We store the timestamp values in UTC always, and just display them in the localtime where the server is configured, so changing the timezone of splunk should not damage the accuracy of the timestamps in any way.
What might be trouble is if the incoming log datastream does not declare its timezone, and thus the newly arriving data is interpreted differently from the historical data (one of them is probably wrong!)
For splunk forwarders running on windows, i have found that you must restart the splunkd to have it recognize a system timezone change.
We store the timestamp values in UTC always, and just display them in the localtime where the server is configured, so changing the timezone of splunk should not damage the accuracy of the timestamps in any way.
What might be trouble is if the incoming log datastream does not declare its timezone, and thus the newly arriving data is interpreted differently from the historical data (one of them is probably wrong!)
There is not.

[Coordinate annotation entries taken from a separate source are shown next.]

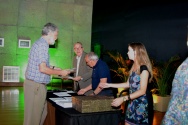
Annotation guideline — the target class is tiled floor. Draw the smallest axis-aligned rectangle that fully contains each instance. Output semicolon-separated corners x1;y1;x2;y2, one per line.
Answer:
0;87;165;125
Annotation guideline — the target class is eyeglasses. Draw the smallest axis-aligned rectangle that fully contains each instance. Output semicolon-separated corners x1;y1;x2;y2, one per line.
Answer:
86;60;91;64
74;47;82;51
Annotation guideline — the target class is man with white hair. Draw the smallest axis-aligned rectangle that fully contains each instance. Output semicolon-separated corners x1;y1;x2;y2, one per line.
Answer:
78;52;113;96
73;42;93;95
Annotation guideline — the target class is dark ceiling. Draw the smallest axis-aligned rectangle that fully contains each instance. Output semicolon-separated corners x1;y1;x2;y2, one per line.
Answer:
93;0;188;21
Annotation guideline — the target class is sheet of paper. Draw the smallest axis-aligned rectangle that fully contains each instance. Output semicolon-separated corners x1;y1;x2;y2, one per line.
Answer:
53;92;71;97
49;97;69;102
56;101;72;108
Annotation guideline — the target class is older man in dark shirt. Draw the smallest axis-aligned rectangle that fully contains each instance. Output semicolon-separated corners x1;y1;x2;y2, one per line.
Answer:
78;52;113;96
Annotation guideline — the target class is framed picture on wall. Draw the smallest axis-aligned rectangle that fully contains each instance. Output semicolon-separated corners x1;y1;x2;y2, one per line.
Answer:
18;39;31;48
0;38;4;47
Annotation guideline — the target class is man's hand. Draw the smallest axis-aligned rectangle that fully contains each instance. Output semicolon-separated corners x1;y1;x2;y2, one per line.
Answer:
99;83;110;89
61;70;70;76
73;76;82;81
111;97;123;107
77;89;86;95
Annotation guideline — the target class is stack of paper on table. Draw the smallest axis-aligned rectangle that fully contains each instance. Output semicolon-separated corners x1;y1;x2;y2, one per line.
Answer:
49;97;72;108
52;91;73;108
53;92;71;97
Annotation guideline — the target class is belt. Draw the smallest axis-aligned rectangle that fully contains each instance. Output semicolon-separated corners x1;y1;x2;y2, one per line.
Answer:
27;79;47;85
39;83;46;85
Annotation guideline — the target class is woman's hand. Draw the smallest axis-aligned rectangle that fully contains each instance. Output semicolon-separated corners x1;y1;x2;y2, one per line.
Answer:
111;97;123;107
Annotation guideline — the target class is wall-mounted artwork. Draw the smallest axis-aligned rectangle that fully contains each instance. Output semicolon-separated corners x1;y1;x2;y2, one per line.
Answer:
18;39;31;48
0;38;4;47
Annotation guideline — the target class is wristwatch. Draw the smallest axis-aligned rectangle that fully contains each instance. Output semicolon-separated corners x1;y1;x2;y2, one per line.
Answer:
123;96;127;102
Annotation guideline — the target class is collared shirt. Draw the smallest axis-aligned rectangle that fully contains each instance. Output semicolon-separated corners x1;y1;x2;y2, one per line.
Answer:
76;56;82;76
92;59;112;95
25;37;50;84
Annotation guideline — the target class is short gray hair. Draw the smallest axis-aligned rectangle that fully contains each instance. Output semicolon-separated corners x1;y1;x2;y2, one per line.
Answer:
42;23;58;35
87;52;99;61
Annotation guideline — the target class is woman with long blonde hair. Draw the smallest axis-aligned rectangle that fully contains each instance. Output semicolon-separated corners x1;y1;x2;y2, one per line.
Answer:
100;42;153;125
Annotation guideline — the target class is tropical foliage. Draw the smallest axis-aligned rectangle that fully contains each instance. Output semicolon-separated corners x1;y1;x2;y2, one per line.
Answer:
152;55;180;96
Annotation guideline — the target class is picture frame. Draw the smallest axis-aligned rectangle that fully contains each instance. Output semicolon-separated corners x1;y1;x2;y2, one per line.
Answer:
18;39;31;48
0;38;4;47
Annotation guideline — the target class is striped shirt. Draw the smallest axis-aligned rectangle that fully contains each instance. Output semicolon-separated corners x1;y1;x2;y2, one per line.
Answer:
25;37;50;84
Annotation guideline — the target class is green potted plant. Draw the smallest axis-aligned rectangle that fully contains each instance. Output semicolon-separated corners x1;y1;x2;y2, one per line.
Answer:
152;55;180;112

It's not entirely clear to me that this makes sense anyway, unless all the old data was incorrectly timestamped. If the old data was on Eastern, and was indexed as if it were on Eastern, then its timestamps should still be correct, notwithstanding subsequent changes to the time zone of new data.
Of course, if the timestamp was indexed wrong in the first place, it basically needs to be deleted and reindexed/re-imported.
If your configuration or the data does not specify a time zone, then Splunk will assume that this data is is in the same time zone as the Splunk indexer. So there will be a different interpretation of timestamps unless all of them are explicitly set.